Open oysteinsolheim opened 2 years ago

oysteinsolheim commented 2 years ago

Running the following script

using Flux
using GraphNeuralNetworks

n = m = d = N = 10

g = Flux.batch([rand_graph(n, m, ndata=rand(d, n)) for i in 1:N])
getgraph(g, 1)
getgraph(g |> gpu, 1)

results in the following error message for the last call:

LoadError: GPU compilation of kernel broadcast_kernel(CUDA.CuKernelContext, CUDA.CuDeviceVector{Bool, 1}, Base.Broadcast.Broadcasted{Nothing, Tuple{Base.OneTo{Int64}}, typeof(in), Tuple{Base.Broadcast.Extruded{CUDA.CuDeviceVector{Int64, 1}, Tuple{Bool}, Tuple{Int64}}, CUDA.CuRefValue{Vector{Int64}}}}, Int64) failed
KernelError: passing and using non-bitstype argument

Argument 4 to your kernel function is of type Base.Broadcast.Broadcasted{Nothing, Tuple{Base.OneTo{Int64}}, typeof(in), Tuple{Base.Broadcast.Extruded{CUDA.CuDeviceVector{Int64, 1}, Tuple{Bool}, Tuple{Int64}}, CUDA.CuRefValue{Vector{Int64}}}}, which is not isbits:
  .args is of type Tuple{Base.Broadcast.Extruded{CUDA.CuDeviceVector{Int64, 1}, Tuple{Bool}, Tuple{Int64}}, CUDA.CuRefValue{Vector{Int64}}} which is not isbits.
    .2 is of type CUDA.CuRefValue{Vector{Int64}} which is not isbits.
      .x is of type Vector{Int64} which is not isbits.

I am on Julia 1.7.2, Flux version 0.12.9 and GraphNeuralNetworks 0.3.14. Edit: Also error with GNN 0.4.0 and Flux 0.13.0 Am I missing something?

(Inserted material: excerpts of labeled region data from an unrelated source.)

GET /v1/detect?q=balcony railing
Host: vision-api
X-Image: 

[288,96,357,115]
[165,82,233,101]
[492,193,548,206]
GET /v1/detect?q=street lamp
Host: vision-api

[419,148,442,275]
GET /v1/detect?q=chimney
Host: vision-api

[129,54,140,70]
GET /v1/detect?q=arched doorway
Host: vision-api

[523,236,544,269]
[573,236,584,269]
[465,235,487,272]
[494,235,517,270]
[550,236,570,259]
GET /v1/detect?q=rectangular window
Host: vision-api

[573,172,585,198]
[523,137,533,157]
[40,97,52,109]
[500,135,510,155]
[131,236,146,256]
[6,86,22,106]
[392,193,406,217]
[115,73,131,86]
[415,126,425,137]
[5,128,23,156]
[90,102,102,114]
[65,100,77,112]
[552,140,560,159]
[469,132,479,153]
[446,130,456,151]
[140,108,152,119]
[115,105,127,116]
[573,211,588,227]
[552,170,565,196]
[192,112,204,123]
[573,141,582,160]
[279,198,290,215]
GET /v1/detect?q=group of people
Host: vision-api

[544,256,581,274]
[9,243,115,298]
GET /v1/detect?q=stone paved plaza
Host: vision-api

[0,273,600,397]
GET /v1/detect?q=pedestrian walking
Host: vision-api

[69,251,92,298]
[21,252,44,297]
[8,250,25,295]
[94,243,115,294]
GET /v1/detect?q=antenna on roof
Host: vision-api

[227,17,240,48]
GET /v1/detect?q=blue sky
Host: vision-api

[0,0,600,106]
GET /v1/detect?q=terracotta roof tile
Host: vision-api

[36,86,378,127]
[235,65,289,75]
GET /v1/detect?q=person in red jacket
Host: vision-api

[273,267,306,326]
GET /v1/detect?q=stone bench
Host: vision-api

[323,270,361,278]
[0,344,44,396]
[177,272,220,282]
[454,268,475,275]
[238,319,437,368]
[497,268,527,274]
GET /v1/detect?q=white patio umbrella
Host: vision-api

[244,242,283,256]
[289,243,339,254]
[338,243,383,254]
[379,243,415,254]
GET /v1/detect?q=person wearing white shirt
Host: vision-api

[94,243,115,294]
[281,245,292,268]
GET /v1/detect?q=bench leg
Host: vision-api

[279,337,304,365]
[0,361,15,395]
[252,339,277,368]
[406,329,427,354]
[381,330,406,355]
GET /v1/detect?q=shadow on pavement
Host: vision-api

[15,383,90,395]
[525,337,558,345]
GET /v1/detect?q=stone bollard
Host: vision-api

CarloLucibello commented 2 years ago

Maybe with a function barrier on this line https://github.com/CarloLucibello/GraphNeuralNetworks.jl/blob/eb43bc9e23f02c15c8b8640e5d055d0f14b480bc/src/GNNGraphs/transform.jl#L460 we can make it gpu friendly

oysteinsolheim commented 2 years ago

Thanks! But looking around I realised that the helper function brodcast_nodes in utils.jl pretty much do what I wanted to do today (distribute global features to nodes) so there's no hurry with this one as far as I'm concerned.

Dolgalad commented 1 year ago

Hi, I have been encountering the same problem recently and am wondering if a solution exists. As far as I understand a problem arises constructing the nodemap and graphmap structures.

https://github.com/CarloLucibello/GraphNeuralNetworks.jl/blob/65c0faaa3f6b015b70b04d00687f03e671208f15/src/GNNGraphs/transform.jl#L564

CarloLucibello commented 1 year ago

yes I think this problem can be fixed, at least in the case in which g.graph_indicator is monotonic (which covers most uses I guess). @Dolgalad is also differentiability of getgraph a requirement for you, i.e. are you using it in a gradient computing context?